ARTIST STATEMENT

My practice shuffles the digital realm back into physical material, to reflect the ever-increasing presence of technology within our daily lives, just as our own experiences occur in the physical space, are processed through the digital realm, and then reemerge into lived spaces. My works are sourced from my own past work, then reconstructed into new digital compositions to use as the base of my paintings. My shapes emerge both in the digital space and physical space, reflecting hard-edged scraps of Exacto-knife pieces, but also the digital vocabulary of Microsoft Paint tools and Photoshop’s Polygonal Lasso Tool. The digital compositions are then transferred onto wooden material, where I use electric sanding to merge the digital image into physical material, revealing both the physical nature of the digital print and the impact of my hand on the material.

By using an electric sander to tear into the surface, I remove parts of the image from high surfaces or relief texture of the medium. The sanding process is an exploration of where destruction and chance are generative, in their capacity to explore space and texture that is not possible on the flat screen.
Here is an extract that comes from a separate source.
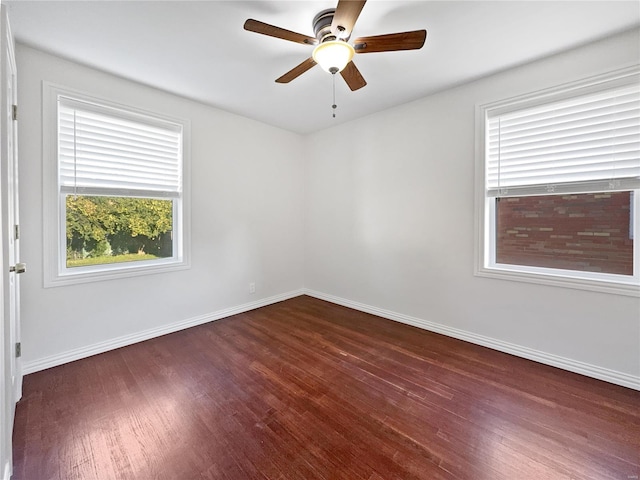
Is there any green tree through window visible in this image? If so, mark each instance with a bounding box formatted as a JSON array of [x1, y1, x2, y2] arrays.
[[66, 195, 173, 267]]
In my work, I aim to explore the intersections of digital and painterly space, as the physical material, the loss of print, and creation of space push me in a painterly corner to react to the surface at hand.

 Through my use of abstraction and the physicality of paint, I break apart the screens and revolving images to which we are glued. Through abstraction, the unreality of digital spaces becomes a metaphor for the illusion of space—where through paint and physical material, resurfaces the image in lived space as a way to process our experiences. A digital collage, transferred onto the wood material, allows me to insert myself into the space to reflect on how we treat the digital, see through it, and where I align myself with it.

In my work, I use the digital effect, the drop shadow, as primary content to reveal invented spaces for the viewer to navigate and understand space created on a two-dimensional plane. I am particularly interested in the drop shadow, as it reflects the cast shadow in the real world and how its produced digitally on the screen with no “real” light source; it’s all an illusion. In my work, I aim to merge high art, painting’s illusionistic history in High Renaissance and the trompe l’oeil technique, with low art, digital imaging software, where shadows serve the same function of creating space, although misrepresenting real-world laws, in both the screen and in painting. This can be seen in Most Drop Shadows Are Ugly, 2024, where I utilize irony to highlight the function of the drop shadow and designs culture of simultaneously disliking the drop shadow and using it daily to create space. My work encourages the viewer to consider a different hierarchy of focus and takes on the arrangement of surfaces and space, rather than the requirements of the physical world.